Less obvious sources include acid reflux, which can irritate the throat near shared nerve pathways, and tension in the neck muscles. If your ear looks completely normal on examination but the pain persists, your provider will likely check your teeth, jaw, and throat next.
Easing Ear Pain at Home
Over-the-counter pain relievers like ibuprofen and acetaminophen are the most straightforward way to take the edge off while you wait for an infection to resolve. For additional comfort, try alternating a warm and cold compress against the outer ear every 30 minutes. If pain is only on one side, sleep on the opposite side and prop your head up on an extra pillow so the affected ear stays higher than the rest of your body, which helps fluid drain.
Gentle neck stretches can relieve tension that contributes to ear pressure.
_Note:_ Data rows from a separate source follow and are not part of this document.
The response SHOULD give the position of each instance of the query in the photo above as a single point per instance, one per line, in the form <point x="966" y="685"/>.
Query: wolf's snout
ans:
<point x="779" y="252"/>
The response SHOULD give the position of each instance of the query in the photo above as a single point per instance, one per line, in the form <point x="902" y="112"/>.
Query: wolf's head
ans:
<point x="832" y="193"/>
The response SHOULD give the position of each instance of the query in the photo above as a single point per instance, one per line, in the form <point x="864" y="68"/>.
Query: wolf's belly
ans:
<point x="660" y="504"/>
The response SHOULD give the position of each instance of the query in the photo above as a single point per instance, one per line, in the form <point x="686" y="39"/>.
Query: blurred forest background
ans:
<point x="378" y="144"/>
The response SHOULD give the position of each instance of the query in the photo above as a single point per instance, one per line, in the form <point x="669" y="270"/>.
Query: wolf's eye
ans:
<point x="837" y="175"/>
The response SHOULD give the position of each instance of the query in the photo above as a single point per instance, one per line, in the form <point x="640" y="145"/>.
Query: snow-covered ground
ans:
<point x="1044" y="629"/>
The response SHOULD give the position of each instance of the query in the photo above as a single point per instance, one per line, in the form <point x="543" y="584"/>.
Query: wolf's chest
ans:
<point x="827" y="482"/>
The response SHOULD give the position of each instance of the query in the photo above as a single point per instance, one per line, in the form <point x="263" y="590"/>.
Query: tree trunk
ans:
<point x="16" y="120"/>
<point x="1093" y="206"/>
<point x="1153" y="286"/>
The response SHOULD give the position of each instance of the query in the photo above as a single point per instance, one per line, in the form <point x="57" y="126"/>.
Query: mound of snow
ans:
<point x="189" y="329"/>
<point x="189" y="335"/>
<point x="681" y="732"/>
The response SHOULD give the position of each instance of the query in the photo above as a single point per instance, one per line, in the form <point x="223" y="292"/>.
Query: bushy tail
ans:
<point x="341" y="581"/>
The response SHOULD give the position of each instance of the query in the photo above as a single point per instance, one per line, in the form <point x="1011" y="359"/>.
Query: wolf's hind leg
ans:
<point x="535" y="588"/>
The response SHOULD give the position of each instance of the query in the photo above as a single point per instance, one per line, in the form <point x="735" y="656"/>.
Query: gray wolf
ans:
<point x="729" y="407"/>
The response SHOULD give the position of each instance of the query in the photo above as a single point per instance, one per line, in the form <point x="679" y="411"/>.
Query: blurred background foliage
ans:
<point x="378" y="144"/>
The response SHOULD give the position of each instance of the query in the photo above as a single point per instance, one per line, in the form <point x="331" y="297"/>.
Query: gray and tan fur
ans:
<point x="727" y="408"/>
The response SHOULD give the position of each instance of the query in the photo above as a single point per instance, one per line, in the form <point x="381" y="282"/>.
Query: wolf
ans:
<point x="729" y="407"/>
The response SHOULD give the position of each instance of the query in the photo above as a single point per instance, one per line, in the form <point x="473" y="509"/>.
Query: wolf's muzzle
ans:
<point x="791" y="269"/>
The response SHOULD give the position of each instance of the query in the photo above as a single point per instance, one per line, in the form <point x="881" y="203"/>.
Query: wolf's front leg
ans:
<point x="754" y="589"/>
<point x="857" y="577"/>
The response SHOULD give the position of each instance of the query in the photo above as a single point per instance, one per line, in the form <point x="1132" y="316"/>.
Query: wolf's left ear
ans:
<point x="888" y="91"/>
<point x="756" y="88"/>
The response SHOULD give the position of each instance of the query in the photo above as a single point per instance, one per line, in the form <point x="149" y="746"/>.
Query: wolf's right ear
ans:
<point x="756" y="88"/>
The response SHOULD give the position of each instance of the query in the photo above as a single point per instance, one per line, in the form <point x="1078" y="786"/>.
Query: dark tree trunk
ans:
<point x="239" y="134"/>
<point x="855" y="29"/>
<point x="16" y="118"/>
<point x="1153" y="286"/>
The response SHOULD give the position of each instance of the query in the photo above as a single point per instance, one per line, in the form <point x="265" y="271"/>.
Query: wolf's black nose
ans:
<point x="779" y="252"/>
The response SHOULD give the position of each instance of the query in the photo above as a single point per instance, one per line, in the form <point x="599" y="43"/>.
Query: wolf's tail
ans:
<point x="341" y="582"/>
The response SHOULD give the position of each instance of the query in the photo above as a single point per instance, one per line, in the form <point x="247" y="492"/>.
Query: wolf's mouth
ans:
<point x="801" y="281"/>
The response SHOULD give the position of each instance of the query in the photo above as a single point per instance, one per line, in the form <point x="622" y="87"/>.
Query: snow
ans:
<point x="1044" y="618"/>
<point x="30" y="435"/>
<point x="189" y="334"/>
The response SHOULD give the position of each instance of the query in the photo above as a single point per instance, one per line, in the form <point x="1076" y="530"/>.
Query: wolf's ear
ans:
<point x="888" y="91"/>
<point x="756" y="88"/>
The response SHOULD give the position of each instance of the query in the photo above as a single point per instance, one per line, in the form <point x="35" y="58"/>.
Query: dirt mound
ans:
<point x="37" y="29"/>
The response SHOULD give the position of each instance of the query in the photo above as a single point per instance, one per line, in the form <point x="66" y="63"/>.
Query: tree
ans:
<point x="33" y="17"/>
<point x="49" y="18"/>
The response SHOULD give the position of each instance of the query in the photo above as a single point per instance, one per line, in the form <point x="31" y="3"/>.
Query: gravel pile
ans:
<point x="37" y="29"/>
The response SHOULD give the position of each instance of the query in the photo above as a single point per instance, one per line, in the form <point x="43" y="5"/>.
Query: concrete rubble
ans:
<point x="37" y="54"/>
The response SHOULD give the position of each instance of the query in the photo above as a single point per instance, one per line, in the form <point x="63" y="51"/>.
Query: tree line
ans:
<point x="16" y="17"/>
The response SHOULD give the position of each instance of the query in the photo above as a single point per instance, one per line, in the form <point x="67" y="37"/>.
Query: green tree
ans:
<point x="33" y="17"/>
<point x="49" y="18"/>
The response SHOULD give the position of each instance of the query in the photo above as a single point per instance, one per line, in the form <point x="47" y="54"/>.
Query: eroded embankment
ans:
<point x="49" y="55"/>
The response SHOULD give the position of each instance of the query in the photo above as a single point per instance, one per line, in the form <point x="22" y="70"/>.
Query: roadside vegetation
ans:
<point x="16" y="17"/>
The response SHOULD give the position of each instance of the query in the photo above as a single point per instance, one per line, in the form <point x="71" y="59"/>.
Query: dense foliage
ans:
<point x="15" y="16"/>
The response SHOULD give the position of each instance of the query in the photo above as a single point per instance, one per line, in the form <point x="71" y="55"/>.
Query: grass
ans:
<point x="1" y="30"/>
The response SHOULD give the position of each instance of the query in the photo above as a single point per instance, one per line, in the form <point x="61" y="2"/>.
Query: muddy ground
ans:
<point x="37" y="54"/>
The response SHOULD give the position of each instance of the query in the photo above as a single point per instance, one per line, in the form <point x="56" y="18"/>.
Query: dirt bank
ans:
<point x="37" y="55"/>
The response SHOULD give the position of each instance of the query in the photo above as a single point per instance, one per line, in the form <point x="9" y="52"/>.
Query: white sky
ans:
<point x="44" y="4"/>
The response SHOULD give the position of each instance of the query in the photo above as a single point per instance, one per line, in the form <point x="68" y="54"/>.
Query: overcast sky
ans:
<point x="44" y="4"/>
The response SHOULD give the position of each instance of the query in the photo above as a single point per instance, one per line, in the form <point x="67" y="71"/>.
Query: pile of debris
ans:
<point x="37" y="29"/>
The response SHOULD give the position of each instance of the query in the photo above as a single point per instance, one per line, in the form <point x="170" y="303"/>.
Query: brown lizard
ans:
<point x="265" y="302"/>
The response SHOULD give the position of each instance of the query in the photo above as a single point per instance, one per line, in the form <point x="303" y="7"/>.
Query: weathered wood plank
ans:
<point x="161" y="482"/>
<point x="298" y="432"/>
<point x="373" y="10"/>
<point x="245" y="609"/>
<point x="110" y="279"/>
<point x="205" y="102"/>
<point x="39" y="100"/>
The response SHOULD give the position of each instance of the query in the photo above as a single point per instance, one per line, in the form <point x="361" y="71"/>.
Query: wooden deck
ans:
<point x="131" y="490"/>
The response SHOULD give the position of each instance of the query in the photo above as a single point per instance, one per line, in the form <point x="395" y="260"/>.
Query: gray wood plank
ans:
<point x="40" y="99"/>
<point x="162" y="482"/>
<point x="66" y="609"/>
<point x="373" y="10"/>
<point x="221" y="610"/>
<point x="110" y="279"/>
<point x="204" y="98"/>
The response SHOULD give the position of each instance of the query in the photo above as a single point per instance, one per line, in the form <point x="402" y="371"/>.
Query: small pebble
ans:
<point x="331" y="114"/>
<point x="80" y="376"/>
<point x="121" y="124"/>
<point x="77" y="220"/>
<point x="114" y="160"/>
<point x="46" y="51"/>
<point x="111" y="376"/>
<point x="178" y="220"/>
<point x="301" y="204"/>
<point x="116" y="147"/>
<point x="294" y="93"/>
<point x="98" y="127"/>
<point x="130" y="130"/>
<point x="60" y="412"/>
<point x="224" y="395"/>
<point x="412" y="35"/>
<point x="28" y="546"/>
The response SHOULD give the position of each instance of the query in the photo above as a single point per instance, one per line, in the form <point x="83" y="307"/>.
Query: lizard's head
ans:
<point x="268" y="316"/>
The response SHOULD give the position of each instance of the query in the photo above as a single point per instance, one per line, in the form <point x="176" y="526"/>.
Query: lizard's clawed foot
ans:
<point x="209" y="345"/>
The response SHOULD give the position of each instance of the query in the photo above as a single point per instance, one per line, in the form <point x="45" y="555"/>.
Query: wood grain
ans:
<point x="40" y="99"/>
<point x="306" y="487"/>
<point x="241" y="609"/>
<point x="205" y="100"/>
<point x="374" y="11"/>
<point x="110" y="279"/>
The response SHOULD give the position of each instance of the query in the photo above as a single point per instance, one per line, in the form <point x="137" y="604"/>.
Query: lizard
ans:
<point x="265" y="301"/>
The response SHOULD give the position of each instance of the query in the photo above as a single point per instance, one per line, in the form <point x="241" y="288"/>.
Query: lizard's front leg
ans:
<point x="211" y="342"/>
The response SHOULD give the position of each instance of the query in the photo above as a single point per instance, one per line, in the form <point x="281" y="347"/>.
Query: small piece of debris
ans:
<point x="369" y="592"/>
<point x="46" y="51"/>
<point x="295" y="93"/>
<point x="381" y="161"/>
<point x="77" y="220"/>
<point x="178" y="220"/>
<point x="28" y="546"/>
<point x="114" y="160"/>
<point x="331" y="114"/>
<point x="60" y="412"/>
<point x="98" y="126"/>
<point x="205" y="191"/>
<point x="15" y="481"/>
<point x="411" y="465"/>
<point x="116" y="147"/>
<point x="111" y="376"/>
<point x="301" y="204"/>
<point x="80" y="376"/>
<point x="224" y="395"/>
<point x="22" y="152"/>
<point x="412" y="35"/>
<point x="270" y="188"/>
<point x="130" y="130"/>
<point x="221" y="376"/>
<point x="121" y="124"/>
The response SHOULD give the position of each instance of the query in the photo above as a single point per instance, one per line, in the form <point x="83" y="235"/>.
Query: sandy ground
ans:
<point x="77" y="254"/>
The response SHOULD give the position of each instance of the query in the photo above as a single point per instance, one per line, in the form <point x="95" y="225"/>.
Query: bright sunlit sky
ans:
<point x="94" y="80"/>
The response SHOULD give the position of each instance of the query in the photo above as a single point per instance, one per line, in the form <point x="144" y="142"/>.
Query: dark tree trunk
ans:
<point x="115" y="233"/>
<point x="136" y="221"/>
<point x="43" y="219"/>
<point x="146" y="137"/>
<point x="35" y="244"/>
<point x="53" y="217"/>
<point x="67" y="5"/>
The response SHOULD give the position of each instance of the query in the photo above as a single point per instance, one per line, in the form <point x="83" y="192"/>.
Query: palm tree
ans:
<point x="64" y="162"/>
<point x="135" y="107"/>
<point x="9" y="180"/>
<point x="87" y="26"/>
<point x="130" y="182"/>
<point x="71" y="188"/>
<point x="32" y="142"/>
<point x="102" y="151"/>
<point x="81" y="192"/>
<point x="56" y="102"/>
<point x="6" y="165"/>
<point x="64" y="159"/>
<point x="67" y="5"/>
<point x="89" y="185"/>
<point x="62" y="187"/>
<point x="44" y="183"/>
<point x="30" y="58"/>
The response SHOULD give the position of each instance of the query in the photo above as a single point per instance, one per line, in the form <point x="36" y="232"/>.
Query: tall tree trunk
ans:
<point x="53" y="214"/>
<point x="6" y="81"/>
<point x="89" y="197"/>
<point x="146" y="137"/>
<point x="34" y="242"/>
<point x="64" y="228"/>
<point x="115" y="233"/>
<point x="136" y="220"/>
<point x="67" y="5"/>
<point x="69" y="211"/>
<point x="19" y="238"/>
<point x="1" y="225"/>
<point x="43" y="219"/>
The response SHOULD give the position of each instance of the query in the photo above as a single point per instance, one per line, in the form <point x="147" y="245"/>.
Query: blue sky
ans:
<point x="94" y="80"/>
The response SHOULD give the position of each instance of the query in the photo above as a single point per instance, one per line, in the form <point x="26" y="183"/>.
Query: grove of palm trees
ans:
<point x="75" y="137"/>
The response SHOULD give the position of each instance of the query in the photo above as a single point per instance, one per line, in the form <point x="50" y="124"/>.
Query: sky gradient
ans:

Slowly rotate your head in circles, drop each ear toward the shoulder on that side, shrug your shoulders up and down, and open your mouth wide for a few seconds. If congestion is driving the pain, warm tea with honey, a humidifier, or saline sinus rinses with a neti pot can help open things up.
A few remedies are worth skipping. Putting garlic oil, tea tree oil, or olive oil in the ear canal has no proven benefit and can irritate inflamed skin. Over-the-counter numbing drops containing benzocaine provide only seconds of relief and sometimes sting, making things worse.
Signs That Need Prompt Attention
Most ear pain resolves within a few days, but certain symptoms signal something more serious. A fever of 102.2°F or higher, pus or bloody discharge from the ear, sudden hearing loss, or pain that steadily worsens over two to three days all warrant a visit to a healthcare provider. In infants under three months, any fever of 100.4°F or above alongside ear pain needs immediate evaluation. Facial weakness or drooping on the same side as the earache is a rare but urgent sign that the infection may be affecting a nerve running through the ear.